Секретарша виновато кивнула. Самсонов тряхнул головой, словно пытаясь сбросить то, что видел перед собой, как наваждение, и блестящие чёрные волосы упали на лоб. На фоне пересекавших его глубоких морщин они выглядели странно: уж лучше бы с проседью как-то красил – смотрелось бы гораздо естественнее.
– Нет! Нет! И нет! Уберите эту красноту! – продолжал возмущаться он. – И шрифт не тот, и вот эти вензеля – безвкусица какая, ну что это? Откуда? Консерваторские любят такое, но среди балетных это моветон! Есть классический вариант программы Мариинского, его и возьмите за основу! Мы выступаем в лучшем театре страны, но то, что вы мне предлагаете… Ну этот вариант для бродячего цирка шапито.

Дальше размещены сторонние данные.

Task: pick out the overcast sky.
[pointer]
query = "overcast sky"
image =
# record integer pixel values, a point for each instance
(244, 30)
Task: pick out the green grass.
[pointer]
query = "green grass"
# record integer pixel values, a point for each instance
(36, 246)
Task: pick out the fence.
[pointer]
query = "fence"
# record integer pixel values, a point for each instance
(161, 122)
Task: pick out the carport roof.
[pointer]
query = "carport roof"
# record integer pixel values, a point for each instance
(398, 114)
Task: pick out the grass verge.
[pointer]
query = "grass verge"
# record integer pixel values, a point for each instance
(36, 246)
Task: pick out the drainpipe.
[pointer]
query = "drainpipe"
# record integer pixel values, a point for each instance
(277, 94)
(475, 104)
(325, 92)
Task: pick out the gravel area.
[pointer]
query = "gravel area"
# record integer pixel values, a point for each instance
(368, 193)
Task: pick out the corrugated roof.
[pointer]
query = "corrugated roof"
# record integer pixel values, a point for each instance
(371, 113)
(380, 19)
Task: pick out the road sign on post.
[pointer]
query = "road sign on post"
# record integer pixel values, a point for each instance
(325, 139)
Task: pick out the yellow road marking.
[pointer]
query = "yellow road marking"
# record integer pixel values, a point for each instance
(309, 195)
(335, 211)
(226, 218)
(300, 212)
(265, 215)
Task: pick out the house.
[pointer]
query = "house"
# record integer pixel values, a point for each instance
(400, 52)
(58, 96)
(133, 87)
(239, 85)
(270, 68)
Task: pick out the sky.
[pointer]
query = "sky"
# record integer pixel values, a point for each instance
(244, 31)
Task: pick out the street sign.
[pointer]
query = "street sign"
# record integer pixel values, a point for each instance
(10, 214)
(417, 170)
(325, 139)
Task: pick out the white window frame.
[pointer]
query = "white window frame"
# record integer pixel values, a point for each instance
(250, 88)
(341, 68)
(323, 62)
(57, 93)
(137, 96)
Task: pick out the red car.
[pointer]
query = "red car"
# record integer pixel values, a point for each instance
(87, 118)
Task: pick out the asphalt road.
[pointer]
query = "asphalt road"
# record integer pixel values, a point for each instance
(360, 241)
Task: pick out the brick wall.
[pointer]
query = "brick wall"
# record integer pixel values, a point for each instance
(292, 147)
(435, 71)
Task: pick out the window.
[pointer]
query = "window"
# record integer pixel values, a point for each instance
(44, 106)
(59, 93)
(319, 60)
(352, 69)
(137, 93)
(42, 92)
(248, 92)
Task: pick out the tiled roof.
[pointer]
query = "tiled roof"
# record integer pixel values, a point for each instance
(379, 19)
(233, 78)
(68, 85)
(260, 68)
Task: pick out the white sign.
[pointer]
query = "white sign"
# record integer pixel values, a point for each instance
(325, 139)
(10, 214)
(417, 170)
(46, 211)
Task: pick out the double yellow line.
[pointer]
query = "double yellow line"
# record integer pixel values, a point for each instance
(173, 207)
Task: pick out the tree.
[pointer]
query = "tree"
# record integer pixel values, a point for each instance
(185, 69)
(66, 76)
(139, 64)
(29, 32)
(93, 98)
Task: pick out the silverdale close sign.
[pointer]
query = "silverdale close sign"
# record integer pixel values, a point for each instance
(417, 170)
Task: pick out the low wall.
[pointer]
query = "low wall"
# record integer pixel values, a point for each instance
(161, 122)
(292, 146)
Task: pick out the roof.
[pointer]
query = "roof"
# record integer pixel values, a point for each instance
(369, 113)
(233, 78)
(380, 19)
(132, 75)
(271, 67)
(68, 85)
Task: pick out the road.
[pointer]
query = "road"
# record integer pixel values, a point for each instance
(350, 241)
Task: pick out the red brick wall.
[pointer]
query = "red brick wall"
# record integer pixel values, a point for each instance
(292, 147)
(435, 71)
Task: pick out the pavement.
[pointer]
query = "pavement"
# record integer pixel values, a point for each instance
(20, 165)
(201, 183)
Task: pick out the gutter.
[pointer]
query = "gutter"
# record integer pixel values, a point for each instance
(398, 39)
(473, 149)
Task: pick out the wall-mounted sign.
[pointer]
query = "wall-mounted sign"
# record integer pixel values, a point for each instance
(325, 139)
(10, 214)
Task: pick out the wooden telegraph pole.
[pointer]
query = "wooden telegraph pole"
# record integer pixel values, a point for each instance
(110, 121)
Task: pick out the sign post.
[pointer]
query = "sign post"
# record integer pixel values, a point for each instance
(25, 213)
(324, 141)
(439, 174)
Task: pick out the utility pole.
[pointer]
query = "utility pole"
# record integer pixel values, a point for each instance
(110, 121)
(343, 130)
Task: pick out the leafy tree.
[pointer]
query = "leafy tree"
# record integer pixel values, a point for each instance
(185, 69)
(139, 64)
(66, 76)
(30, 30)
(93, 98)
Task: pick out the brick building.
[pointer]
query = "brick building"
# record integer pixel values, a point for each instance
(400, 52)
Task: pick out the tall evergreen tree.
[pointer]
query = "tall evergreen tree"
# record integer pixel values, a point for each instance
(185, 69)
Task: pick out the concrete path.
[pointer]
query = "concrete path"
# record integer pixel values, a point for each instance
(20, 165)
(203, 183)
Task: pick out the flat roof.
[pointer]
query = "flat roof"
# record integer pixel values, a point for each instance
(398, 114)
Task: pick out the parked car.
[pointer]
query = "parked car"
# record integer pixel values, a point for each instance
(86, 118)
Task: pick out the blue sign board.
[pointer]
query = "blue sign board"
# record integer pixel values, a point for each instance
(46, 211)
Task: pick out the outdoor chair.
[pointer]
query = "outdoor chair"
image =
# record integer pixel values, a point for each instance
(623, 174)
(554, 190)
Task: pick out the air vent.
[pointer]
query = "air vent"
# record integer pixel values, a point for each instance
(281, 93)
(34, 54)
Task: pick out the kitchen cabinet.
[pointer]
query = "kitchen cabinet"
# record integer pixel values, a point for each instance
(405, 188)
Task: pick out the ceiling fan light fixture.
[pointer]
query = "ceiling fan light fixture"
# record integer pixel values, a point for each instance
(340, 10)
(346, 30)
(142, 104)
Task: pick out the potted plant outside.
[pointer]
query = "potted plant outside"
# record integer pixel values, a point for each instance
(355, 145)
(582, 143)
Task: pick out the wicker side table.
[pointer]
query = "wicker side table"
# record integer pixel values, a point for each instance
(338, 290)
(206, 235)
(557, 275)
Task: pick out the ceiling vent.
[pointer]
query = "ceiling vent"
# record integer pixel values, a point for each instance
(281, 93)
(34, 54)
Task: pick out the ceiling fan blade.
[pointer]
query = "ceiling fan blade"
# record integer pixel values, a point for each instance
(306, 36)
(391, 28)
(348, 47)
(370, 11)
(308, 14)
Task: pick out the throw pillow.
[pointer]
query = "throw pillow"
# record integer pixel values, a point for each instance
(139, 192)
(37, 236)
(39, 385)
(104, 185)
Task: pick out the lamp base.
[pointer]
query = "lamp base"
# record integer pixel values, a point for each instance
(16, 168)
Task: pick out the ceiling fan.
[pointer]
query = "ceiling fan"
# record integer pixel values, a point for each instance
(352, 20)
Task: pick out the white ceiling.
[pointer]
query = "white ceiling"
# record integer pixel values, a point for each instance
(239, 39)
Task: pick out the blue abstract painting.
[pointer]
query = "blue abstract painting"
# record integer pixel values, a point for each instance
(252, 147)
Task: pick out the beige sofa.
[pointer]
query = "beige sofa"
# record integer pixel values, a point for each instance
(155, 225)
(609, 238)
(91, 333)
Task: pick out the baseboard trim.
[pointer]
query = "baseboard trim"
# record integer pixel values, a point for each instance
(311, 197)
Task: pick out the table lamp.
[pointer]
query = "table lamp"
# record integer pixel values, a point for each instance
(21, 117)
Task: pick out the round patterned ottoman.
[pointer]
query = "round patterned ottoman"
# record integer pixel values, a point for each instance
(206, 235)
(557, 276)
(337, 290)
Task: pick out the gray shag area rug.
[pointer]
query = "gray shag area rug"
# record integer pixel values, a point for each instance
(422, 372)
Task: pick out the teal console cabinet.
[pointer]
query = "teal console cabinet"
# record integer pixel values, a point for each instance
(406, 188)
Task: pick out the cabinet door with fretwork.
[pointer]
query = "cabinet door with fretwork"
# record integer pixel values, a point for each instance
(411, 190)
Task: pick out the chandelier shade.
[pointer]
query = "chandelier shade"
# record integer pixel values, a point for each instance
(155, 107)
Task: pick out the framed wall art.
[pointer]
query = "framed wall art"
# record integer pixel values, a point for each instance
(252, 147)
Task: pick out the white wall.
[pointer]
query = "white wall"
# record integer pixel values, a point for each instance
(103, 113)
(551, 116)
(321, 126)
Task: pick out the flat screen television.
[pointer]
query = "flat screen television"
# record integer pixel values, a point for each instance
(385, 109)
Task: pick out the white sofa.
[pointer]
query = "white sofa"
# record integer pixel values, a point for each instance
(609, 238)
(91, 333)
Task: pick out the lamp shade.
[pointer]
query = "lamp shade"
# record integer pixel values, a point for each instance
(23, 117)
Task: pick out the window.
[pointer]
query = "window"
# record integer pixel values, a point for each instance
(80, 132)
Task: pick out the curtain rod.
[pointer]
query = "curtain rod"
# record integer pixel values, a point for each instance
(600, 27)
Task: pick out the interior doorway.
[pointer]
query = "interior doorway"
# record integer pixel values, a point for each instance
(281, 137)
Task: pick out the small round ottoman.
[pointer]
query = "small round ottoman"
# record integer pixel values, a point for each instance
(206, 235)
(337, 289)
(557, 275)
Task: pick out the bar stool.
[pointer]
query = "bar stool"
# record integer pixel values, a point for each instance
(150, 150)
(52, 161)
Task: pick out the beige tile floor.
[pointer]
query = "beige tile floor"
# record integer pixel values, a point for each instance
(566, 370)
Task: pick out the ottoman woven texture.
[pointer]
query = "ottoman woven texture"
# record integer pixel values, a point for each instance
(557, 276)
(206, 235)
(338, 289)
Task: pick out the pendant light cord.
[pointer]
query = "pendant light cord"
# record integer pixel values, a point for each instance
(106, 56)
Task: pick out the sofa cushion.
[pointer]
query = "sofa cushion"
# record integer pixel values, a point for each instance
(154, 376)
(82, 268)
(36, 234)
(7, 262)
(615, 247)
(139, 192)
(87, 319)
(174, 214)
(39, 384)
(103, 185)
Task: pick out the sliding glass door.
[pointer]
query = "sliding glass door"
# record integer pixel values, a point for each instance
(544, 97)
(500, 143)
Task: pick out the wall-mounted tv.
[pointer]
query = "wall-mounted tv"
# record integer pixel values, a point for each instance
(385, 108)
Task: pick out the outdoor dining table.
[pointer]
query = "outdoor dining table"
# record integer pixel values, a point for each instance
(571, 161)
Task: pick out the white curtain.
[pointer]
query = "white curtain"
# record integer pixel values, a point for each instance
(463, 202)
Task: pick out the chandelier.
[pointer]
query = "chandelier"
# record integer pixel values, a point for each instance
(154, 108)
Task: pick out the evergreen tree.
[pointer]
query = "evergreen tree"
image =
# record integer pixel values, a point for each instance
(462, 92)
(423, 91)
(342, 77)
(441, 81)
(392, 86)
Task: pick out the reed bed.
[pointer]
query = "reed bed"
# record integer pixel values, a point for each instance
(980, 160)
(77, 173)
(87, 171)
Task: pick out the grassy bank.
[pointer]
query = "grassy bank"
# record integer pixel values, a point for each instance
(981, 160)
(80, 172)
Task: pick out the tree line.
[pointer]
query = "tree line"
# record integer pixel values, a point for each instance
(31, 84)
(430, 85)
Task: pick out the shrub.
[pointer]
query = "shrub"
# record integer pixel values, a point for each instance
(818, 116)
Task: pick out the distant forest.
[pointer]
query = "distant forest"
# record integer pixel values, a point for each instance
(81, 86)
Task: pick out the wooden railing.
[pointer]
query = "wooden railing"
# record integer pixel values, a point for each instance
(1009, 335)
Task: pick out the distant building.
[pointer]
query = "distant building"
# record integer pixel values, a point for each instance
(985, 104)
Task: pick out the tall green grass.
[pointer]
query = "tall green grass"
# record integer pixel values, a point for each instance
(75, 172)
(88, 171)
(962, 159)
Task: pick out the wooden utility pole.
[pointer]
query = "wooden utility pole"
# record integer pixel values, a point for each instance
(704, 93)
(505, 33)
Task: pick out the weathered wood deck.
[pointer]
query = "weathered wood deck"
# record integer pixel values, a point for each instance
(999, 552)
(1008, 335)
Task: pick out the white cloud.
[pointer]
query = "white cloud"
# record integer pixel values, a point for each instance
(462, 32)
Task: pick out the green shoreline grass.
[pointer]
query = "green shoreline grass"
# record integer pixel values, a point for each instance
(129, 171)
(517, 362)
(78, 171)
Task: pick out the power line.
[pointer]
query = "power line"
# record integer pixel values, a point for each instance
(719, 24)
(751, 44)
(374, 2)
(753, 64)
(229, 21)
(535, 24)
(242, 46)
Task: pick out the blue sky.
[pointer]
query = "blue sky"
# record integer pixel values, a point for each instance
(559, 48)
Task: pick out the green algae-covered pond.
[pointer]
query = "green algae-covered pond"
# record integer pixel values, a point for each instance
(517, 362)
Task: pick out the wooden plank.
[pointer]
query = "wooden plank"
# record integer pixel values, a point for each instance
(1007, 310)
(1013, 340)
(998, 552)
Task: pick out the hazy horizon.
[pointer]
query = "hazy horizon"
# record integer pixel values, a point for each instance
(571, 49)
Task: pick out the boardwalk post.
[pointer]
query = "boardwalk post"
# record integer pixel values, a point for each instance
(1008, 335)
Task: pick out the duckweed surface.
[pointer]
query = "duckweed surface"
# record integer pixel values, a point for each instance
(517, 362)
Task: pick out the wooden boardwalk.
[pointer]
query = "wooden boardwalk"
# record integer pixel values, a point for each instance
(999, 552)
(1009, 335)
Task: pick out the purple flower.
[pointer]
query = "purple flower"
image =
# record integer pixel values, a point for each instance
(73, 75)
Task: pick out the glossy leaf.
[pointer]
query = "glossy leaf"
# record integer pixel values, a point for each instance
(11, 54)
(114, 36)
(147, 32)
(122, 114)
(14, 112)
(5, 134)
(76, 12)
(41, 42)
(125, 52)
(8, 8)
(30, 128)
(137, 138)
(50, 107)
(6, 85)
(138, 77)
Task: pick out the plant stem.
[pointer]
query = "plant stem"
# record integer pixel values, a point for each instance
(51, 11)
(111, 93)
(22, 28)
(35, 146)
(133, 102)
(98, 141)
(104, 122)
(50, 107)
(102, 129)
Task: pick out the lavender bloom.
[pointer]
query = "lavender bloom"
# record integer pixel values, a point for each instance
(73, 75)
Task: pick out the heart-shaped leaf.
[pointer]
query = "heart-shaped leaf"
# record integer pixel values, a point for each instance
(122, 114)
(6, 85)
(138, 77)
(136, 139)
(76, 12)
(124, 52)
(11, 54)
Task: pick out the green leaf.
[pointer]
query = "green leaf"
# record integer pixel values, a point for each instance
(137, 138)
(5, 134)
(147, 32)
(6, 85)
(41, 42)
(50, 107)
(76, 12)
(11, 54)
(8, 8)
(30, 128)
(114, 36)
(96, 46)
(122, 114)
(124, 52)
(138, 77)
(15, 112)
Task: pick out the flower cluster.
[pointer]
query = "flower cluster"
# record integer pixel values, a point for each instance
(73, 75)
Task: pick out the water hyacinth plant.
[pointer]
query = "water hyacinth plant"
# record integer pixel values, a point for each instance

Никогда, дорогая моя!
Девушка слушала, потупив взор.
– И ваша невнимательность, Аллочка, я должен сказать! Это уже не в первый раз у нас с вами. Ещё одна подобная история, и я буду вынужден задуматься о том, насколько вы уместны здесь!
Аллочка залепетала какие-то оправдания, долго извинялась, обещая всё исправить, но наконец бесшумно скользнула за дверь, забрав со стола злополучную программку, к которой Самсонов брезговал даже прикасаться.
Я тоже не стала бы трогать её. Пестривший аляповатой краснотой листок напомнил мне другой – тот, что я держала в руках много лет назад. Куцый, отпечатанный на дышавшем на ладан принтере гарнизонного дома офицеров, он сплошь был покрыт узором, что называется, «с претензией»: там были трубящие толстощёкие купидоны, нелепые завитки, какие-то шпаги, развевающиеся флаги…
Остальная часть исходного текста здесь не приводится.